Common are cascades of care. Ganguli's survey found that ninety-nine per cent of doctors had experienced one as a result of an accident. A staggering 99% of doctors reported that they had witnessed a cascade of harm to patients, such as financially or physically.

Ganguli also reported that 41% doctors continued to follow a cascade despite believing that the next test is not necessary for their medical care.

Ganguli said, "It's really driven to avoid even the slightest chance of missing something potentially dangerous." Critics of low-value healthcare claim that there is a mentality that stems from medical training and compassion for patients who may have requested the test.

Low-value care is becoming more common as health care costs rise. The American Board of Internal Medicine Foundation launched a campaign in 2012 to encourage doctors to cut low-value care.
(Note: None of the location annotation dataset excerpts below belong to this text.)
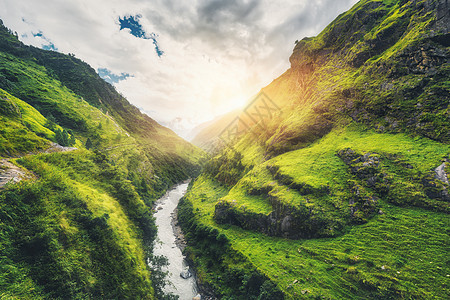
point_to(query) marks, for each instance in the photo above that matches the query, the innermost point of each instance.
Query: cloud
(217, 54)
(110, 77)
(132, 23)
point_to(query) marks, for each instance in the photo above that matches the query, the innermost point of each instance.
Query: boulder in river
(185, 274)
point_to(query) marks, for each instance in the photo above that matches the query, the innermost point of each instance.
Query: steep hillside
(79, 223)
(322, 197)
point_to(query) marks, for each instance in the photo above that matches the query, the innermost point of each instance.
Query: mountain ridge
(81, 225)
(322, 201)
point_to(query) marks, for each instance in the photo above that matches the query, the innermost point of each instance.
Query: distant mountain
(335, 184)
(79, 223)
(206, 134)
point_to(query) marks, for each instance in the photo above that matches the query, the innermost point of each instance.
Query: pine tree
(88, 144)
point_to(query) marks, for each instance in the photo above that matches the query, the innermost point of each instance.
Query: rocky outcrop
(285, 220)
(436, 183)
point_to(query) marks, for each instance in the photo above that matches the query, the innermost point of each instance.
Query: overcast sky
(181, 62)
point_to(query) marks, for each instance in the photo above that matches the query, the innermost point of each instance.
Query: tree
(88, 144)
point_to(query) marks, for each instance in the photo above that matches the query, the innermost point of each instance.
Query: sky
(181, 62)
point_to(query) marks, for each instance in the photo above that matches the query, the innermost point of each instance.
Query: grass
(400, 253)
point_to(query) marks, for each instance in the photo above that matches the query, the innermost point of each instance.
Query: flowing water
(165, 245)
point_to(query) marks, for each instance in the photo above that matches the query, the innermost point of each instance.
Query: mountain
(80, 169)
(333, 182)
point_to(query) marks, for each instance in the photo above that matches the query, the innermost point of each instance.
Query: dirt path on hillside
(10, 173)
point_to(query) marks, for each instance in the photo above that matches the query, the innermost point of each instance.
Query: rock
(185, 274)
(441, 174)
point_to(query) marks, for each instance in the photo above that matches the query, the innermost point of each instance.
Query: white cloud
(217, 53)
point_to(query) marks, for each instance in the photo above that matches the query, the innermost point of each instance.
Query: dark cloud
(132, 23)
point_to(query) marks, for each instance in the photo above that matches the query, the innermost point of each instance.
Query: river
(165, 245)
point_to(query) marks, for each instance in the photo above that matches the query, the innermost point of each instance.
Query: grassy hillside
(344, 192)
(79, 225)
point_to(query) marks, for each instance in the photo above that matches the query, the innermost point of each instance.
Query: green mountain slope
(79, 224)
(343, 192)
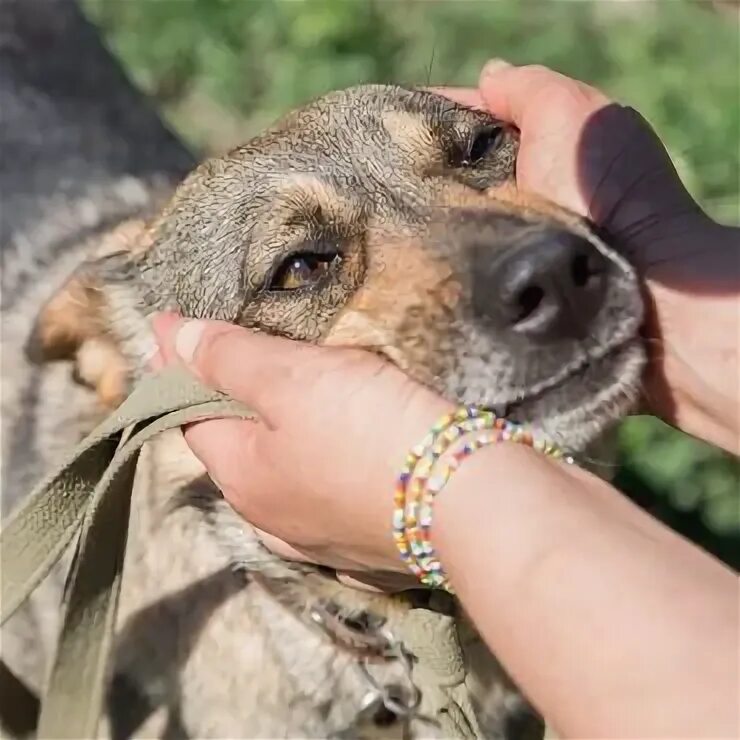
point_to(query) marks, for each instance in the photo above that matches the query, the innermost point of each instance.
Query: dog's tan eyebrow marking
(306, 200)
(410, 132)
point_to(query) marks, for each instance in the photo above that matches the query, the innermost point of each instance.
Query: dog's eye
(482, 143)
(303, 270)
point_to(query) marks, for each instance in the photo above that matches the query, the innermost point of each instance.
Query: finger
(507, 90)
(513, 93)
(226, 447)
(470, 97)
(254, 368)
(281, 548)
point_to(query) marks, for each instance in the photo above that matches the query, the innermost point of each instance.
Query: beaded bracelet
(424, 474)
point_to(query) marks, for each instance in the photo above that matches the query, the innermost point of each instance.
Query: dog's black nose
(549, 287)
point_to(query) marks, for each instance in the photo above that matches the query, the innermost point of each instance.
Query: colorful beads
(427, 469)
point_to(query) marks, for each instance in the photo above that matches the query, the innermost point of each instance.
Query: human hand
(604, 162)
(317, 471)
(589, 154)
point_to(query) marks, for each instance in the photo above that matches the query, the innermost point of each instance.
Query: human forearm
(614, 625)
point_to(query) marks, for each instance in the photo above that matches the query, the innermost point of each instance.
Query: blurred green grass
(223, 69)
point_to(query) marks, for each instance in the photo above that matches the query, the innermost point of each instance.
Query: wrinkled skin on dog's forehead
(355, 221)
(358, 159)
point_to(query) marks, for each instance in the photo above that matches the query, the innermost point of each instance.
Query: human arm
(604, 162)
(612, 624)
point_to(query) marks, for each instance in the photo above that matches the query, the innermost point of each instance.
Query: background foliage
(222, 69)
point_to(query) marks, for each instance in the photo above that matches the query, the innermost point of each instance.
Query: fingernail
(492, 66)
(187, 339)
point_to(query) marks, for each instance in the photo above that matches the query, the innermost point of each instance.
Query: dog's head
(385, 218)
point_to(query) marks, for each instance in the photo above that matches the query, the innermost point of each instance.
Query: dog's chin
(579, 411)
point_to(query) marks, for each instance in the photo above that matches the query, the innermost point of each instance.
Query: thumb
(252, 367)
(508, 90)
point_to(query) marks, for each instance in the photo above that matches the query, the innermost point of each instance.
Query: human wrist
(498, 489)
(693, 309)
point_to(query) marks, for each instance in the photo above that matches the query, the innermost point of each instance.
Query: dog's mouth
(577, 408)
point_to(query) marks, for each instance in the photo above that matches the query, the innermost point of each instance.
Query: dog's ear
(74, 324)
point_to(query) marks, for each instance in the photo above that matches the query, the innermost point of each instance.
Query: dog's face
(385, 218)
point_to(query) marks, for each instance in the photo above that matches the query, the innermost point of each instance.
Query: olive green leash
(88, 498)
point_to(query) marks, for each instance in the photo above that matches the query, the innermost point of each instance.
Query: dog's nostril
(529, 301)
(580, 270)
(548, 286)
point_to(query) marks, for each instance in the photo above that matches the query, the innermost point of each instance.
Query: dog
(377, 217)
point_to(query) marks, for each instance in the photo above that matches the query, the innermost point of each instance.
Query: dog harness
(88, 499)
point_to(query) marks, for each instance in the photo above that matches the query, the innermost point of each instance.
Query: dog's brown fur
(379, 175)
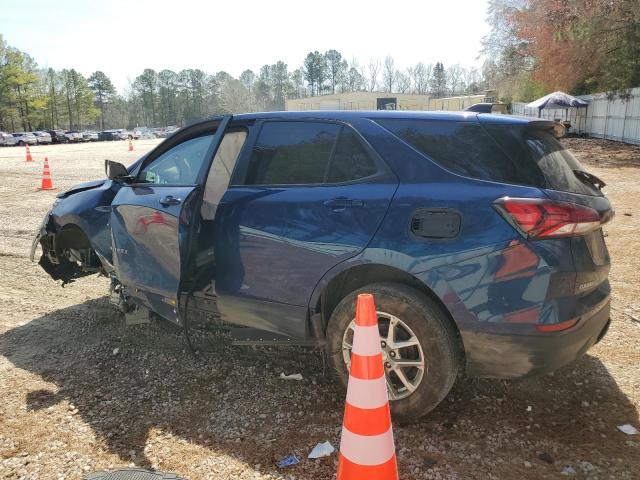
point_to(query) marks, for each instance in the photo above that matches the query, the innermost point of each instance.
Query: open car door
(153, 217)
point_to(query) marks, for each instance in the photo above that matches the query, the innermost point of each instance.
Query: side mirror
(116, 171)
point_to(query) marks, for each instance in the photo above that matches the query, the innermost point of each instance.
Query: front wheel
(418, 342)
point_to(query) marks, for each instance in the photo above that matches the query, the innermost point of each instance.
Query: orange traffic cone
(366, 446)
(47, 184)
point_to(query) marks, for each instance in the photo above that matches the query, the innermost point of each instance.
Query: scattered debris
(628, 429)
(545, 457)
(587, 467)
(288, 461)
(429, 462)
(322, 450)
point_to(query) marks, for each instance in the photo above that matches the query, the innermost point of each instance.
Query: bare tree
(403, 82)
(454, 79)
(420, 75)
(471, 80)
(374, 68)
(388, 74)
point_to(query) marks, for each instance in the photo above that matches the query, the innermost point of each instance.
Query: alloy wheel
(402, 355)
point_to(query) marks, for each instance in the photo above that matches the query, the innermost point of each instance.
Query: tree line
(578, 46)
(33, 98)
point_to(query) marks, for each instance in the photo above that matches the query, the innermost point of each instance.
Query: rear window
(539, 146)
(465, 149)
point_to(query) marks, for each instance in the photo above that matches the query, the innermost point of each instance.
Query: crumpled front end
(66, 253)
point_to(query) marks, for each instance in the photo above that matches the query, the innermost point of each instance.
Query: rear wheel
(418, 342)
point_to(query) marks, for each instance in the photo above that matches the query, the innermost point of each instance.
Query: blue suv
(479, 235)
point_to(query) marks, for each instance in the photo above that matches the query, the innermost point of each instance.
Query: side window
(179, 165)
(291, 153)
(350, 160)
(463, 148)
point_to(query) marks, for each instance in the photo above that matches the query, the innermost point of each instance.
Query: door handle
(341, 203)
(169, 200)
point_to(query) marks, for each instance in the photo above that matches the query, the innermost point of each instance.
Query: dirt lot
(82, 392)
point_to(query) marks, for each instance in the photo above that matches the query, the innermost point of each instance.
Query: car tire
(426, 321)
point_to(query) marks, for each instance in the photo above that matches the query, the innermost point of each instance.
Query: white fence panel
(608, 116)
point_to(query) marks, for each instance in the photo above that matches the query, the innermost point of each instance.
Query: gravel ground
(82, 392)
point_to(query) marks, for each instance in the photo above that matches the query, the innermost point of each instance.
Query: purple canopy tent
(558, 100)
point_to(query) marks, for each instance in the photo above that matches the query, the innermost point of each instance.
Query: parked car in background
(125, 134)
(90, 136)
(43, 137)
(108, 135)
(58, 136)
(74, 136)
(479, 235)
(147, 134)
(25, 138)
(7, 140)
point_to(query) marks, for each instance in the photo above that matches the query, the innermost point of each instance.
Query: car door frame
(288, 311)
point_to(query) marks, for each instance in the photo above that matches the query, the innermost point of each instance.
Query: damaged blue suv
(479, 235)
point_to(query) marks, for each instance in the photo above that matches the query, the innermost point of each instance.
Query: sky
(122, 38)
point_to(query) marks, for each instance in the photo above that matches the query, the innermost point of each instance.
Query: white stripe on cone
(360, 448)
(367, 394)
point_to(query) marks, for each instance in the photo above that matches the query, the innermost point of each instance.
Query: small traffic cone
(47, 184)
(366, 445)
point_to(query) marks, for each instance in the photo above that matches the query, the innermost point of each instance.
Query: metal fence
(613, 118)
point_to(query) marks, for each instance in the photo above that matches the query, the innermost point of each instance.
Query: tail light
(538, 218)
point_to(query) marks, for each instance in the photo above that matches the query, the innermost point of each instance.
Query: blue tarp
(558, 100)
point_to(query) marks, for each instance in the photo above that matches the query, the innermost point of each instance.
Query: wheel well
(357, 277)
(71, 236)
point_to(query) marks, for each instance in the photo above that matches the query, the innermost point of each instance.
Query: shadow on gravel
(232, 402)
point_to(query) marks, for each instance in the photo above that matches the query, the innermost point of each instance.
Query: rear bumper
(515, 356)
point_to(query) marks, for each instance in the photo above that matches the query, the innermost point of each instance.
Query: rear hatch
(566, 182)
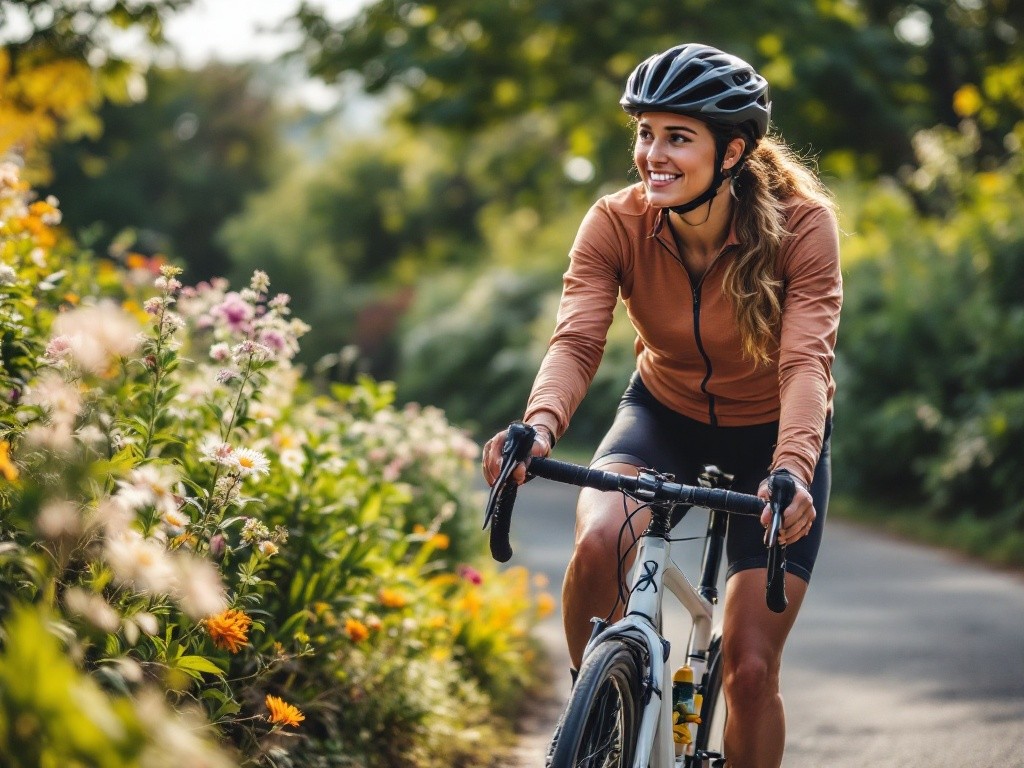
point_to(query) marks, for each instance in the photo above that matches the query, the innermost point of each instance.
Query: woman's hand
(491, 462)
(797, 518)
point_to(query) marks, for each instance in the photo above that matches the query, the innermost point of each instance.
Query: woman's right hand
(492, 460)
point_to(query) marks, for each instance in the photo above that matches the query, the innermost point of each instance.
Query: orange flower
(283, 713)
(7, 468)
(357, 632)
(391, 598)
(229, 630)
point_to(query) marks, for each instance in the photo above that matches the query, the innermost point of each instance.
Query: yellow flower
(229, 630)
(357, 632)
(7, 468)
(391, 598)
(283, 713)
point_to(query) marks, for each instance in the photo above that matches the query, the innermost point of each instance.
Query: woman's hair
(769, 175)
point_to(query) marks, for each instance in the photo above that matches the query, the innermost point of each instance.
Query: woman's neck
(702, 232)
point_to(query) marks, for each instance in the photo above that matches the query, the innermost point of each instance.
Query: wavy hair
(770, 175)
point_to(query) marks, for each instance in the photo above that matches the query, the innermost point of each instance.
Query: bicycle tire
(602, 717)
(710, 735)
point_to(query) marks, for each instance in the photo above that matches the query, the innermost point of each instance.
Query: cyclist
(726, 256)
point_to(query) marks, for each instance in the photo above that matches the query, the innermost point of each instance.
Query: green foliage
(472, 64)
(167, 171)
(61, 65)
(931, 364)
(204, 528)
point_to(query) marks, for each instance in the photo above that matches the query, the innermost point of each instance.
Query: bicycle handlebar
(646, 486)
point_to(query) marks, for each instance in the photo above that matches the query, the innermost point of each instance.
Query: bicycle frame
(653, 570)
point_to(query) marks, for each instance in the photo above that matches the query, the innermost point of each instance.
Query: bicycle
(620, 713)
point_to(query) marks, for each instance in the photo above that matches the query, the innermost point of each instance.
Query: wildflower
(215, 451)
(175, 518)
(229, 630)
(260, 282)
(97, 335)
(220, 351)
(253, 530)
(152, 484)
(356, 631)
(250, 463)
(218, 547)
(143, 563)
(391, 598)
(7, 468)
(267, 548)
(470, 573)
(252, 350)
(283, 713)
(235, 312)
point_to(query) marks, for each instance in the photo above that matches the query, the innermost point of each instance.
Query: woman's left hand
(797, 518)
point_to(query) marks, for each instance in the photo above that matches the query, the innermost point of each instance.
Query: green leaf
(197, 664)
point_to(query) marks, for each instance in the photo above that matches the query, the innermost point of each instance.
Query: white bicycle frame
(652, 570)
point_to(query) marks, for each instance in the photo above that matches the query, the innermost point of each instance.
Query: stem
(158, 375)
It called it Choosing Wisely.

A dozen companies have since developed software that can be embedded in electronic health records by health systems to alert doctors.

Scott Weingarten explained, "We pop up an alarm just to make them aware of how much care they were about deliver."

Three decades ago, Weingarten was a doctor at Cedars-Sinai Medical Center Los Angeles. He spent many years lobbying hospitals throughout the United States to address the issue.

Weingarten recognized that even the most well-resourced and sophisticated hospitals and physicians required assistance in developing new routines, as well as breaking old habits, aEUR" such as knee-jerking ordering a chest radiograph.

Only 10% of health systems have used software known as "clinical decisions supports" to make clinical decisions. Weingarten, co-founder of Stanson Health, has since left the company. An internal analysis revealed that electronic warnings could cancel unnecessary tests only 10%-13% of the times.

Weingarten stated, "The glass is half full": If you put an app in your EHR [electronic medical record], you can eliminate 10 to 13% of low-value healthcare. It could be that, if the technology is rolled out throughout the country, it could lead to the elimination of billions or billions of dollars in waste.

Weingarten is also affected by the 10%-13% ratio. "Why is it that doctors refuse to give this advice 87-90 percent of the times?" He asked.

Even though software warns doctors about unnecessary care, there are still major obstacles to change: A medical culture that believes more is better, doctors afraid of missing something, and patients who want more.

The biggest problem is that hospitals still get most of their revenue based on how many services they provide.

Cheryl Damberg is a senior economist at Rand Corp. She said money may be what gets hospitals' attention. She said that if payers decide not to pay for low-value services, it will change the calculation as to whether the juice is worthwhile.

Damberg stated that some Medicare and commercial insurers have begun paying bonuses to doctors to help reduce the cost of low-value services, and hold providers responsible for the entire cost of a patient’s care. These contracts are very rare.

Nobody wants to provide low-value care. American medicine is awash with the desire to pass "just one more test."

Tradeoffs produced this story. They are a podcast that explores our complicated, expensive, and often contradictory health care system.